Now depending on how devious the Cyber Challenge folks have been, and how evil they were feeling when writing the puzzle, there's a couple of things they could have done (one time padding etc.). A good guestimation of difficulty of the next step is to find the number of different pairs in this ciphertext, the more numbers of pairs the hard it's going to be to crack.
So we repeat the previous step but sort them and count the unique pairs:
$ sed 's/../&\n/g' second | sort -u| wc -l
56! Jackpot! That gives us enough for upper/lower case letters and some change for other characters, so it looks like this is a substitusion cipher, where every letter is replaced by something else.
I repeat the previous command but pipe the output into two files "second.split" and "uniqpair" to play with. Looking at uniqpair there seems to be some sort of pattern, but not one that jumps out, so there may be more than a simple substitution cipher going on here
Lets look at the pairs in a bit more detail, how often do the pairs occur in the cipher text?
$ for i in $(cat uniqpair); do echo -ne $i","; cat second.split | grep $i | wc -l; done
So we can see that some pairs occur very regularly, others rarely (77 instances of the pair "04", but only 1 instance of "05"). Now, letters in most language are not evenly distributed throughout words, however they are fairly consistently distributed. Looking at this is called frequency analysis and is a very handy tool in cryptanalysis.
If this is a substitution cipher we can look at the cipher-text and have a bloody good guess at what letters the pairs are likely representing. Now we're only working with 500 characters, and quite a few characters that only have one instance, so we can't simply say $a is $X, but what we can do is start with the common letters and say $a is quite likely to be $X, $Y or $Z lets see what happens if we replace $a with $X. This is where your brain is so much better than a computer because your brain can asign context to anything that pops out.
I put the pair counts in a spreadsheet so I could easily sort by occurance or pair as and when my brain needed it.
Now this is where I made my big mistake. I'll admit it, I'm not proud. I'm ocationaly stupid, but not proud. Remember when we looked at the unique pairs in the cipher text and we found 56 pairs which "gives us enough for upper/lower case letters and some change for other characters"?

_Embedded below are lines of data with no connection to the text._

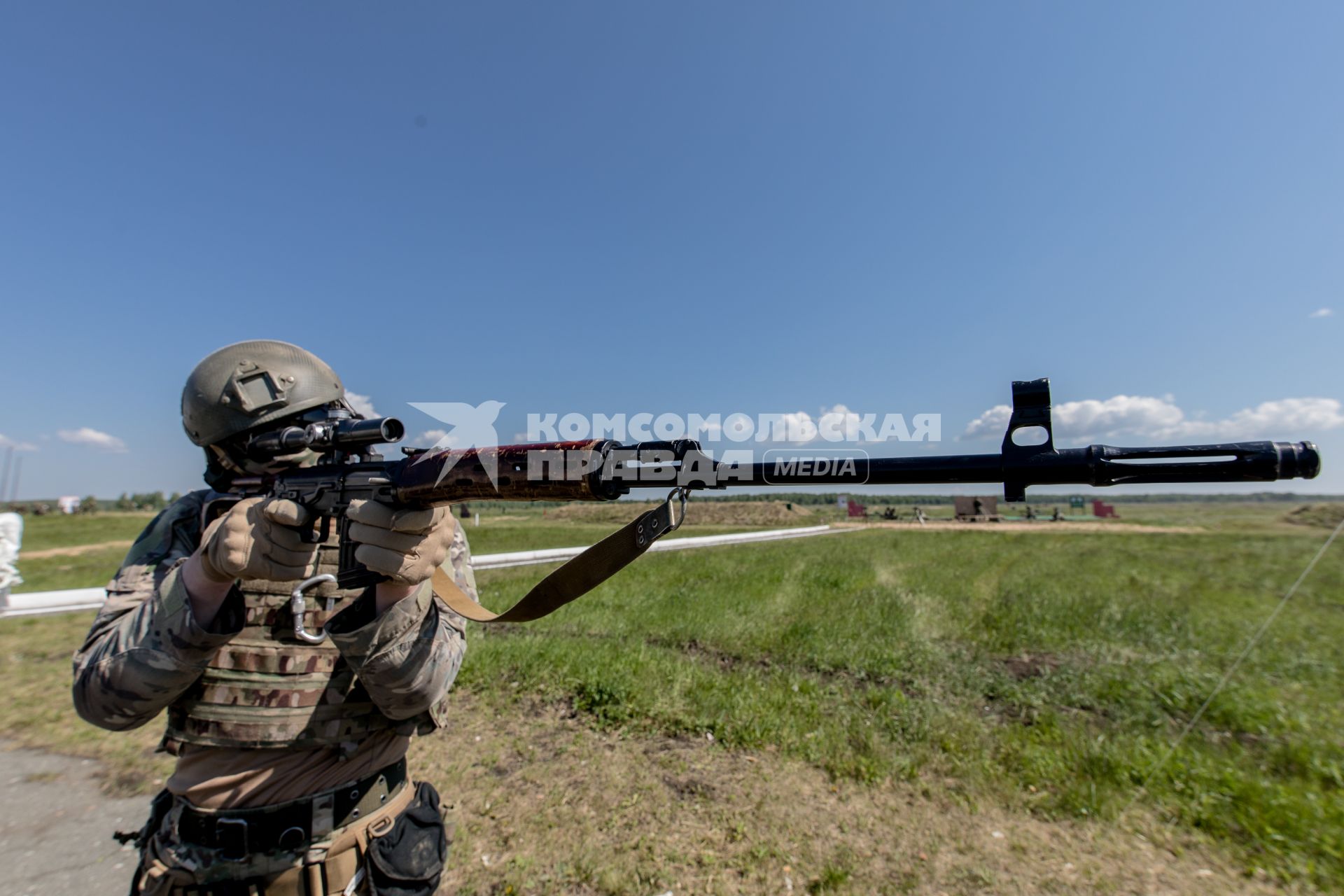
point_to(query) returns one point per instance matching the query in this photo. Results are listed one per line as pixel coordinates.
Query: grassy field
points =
(882, 711)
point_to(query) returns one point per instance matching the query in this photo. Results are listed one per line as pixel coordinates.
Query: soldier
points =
(290, 757)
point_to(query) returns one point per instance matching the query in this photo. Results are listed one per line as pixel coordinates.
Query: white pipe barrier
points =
(71, 599)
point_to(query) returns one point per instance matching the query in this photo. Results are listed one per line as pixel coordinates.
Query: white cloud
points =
(797, 428)
(362, 403)
(18, 447)
(1160, 418)
(93, 438)
(839, 424)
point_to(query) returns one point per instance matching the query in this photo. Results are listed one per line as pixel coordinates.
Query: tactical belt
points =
(237, 833)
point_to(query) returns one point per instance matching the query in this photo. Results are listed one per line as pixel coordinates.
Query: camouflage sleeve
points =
(146, 648)
(407, 657)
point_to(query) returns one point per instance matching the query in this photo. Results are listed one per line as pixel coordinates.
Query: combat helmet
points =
(249, 384)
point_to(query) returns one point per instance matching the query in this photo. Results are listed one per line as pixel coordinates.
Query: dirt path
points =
(73, 550)
(1042, 527)
(546, 805)
(55, 832)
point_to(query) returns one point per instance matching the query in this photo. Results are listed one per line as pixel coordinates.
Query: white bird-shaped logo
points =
(470, 428)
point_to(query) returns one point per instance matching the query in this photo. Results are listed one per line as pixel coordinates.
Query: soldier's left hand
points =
(403, 545)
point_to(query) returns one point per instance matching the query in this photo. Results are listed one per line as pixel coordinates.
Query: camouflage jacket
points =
(146, 649)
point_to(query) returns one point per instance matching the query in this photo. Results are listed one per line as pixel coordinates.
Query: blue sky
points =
(604, 207)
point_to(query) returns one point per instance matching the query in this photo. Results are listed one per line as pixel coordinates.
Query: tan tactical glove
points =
(406, 546)
(254, 540)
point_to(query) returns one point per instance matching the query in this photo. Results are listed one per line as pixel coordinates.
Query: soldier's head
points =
(249, 387)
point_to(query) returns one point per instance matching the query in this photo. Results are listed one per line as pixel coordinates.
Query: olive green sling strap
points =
(580, 575)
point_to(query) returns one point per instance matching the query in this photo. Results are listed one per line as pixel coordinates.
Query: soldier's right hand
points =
(257, 540)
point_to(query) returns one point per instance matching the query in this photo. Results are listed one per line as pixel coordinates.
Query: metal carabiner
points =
(680, 517)
(298, 605)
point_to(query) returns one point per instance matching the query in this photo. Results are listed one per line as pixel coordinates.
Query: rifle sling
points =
(574, 580)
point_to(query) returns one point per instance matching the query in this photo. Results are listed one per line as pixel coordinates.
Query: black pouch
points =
(409, 859)
(159, 808)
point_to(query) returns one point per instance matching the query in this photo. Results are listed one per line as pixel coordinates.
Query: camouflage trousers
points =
(335, 864)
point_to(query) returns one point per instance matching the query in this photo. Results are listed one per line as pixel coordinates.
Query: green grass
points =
(1049, 672)
(88, 570)
(62, 531)
(1035, 671)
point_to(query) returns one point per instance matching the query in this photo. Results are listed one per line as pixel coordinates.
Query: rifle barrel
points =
(1097, 465)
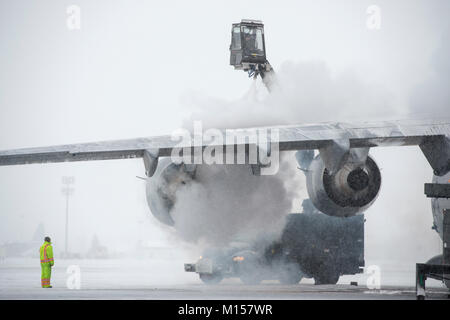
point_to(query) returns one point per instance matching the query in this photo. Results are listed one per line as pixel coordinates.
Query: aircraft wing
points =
(432, 136)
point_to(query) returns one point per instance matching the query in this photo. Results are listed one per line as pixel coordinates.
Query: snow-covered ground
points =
(165, 279)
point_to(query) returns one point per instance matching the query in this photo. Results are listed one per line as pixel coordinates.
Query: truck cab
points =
(247, 47)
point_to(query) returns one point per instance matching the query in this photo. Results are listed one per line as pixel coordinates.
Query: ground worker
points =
(46, 254)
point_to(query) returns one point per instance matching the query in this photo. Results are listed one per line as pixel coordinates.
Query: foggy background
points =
(140, 68)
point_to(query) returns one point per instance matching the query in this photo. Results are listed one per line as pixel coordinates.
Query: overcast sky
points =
(135, 68)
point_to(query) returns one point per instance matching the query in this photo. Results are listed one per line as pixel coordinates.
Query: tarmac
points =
(165, 279)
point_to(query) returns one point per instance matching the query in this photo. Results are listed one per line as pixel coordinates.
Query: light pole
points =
(67, 190)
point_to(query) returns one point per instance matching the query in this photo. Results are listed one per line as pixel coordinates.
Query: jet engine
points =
(161, 188)
(346, 192)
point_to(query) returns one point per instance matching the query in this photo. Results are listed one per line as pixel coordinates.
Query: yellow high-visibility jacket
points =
(46, 252)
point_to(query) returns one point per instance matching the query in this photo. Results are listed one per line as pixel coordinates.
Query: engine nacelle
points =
(162, 186)
(347, 192)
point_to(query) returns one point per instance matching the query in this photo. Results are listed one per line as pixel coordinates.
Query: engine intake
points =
(347, 192)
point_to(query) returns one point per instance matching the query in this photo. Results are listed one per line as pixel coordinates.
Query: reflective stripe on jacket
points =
(46, 253)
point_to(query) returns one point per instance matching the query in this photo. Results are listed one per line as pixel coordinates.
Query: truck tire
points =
(290, 274)
(214, 278)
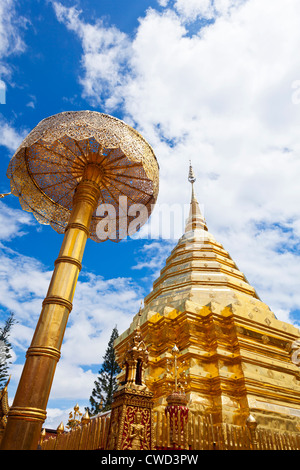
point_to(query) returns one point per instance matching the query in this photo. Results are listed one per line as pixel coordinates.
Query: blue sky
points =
(210, 81)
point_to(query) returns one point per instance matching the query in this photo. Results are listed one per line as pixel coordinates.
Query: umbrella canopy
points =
(51, 161)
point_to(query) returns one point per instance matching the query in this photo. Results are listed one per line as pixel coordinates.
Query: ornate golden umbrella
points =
(69, 172)
(54, 157)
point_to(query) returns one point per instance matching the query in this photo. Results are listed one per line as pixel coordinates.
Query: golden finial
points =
(60, 429)
(191, 177)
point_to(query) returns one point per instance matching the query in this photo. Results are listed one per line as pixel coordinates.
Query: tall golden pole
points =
(28, 411)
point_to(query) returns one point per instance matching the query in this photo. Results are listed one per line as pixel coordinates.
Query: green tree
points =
(5, 349)
(106, 383)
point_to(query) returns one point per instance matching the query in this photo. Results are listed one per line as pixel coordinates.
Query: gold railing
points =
(90, 436)
(197, 434)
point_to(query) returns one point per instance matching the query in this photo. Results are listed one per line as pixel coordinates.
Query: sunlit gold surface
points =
(240, 359)
(61, 173)
(52, 160)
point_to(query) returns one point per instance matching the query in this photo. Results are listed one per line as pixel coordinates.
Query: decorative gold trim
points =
(27, 413)
(53, 353)
(55, 299)
(68, 259)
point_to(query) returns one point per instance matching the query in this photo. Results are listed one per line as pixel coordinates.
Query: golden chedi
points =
(240, 360)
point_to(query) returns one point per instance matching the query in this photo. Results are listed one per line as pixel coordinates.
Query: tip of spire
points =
(191, 177)
(195, 220)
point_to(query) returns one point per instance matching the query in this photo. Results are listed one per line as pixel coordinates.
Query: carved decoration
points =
(295, 357)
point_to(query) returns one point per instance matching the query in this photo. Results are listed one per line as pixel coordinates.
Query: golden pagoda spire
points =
(195, 220)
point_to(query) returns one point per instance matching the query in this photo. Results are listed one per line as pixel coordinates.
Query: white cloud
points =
(10, 137)
(105, 55)
(11, 41)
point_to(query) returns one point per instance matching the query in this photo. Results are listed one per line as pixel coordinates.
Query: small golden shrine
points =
(131, 426)
(240, 360)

I totally forgot this, so when I started to look at replacing $a with $X, $Y or $Z I didn't think about this being a chunk of writing, and in chunks of writing the most common character isn't a letter, it's a space. So I drove myself insane for 90mins, going down the wrong path finding dead ends at every turn.
Once we've got the spaces we've got the word lengths, once we've got the word lengths finding the letters becomes much easier. I usually start by trying to find the T's as they're the second most common letter and very commonly found next to H's and then E's. This gives us a good framework to build on.
Once we've put all the letters that we can in, we're still left with a bunch of yet to be deciphered pairs. Annoyingly they're obviously the pairs we actually need.
Lets look at what we have so far. We have pairs of hex characters and we have some of them deciphered into plain-text. There must be some patern to find. Lets look at the relationship of upper to lowercase letters
so we can see there's some pattern between upper and lower case, which might help with some parts of the cipher-text, but it looks like we're looking for non alpha characters so there must be more.
If we match up the plain-text with our handy ASCII table from stage two of the puzzle we get
I still feel like we're on the right track, but how do we get 41 from 28?
Break it down some more.
Wait! what's that?
By jove I think we've got it! The plain-text is having it's last three bits shunted to the front.
All that remains is to apply this in reverse to the remaining encrypted characters to get the complete plain-text, follow the instructions and wait to hear if we're right!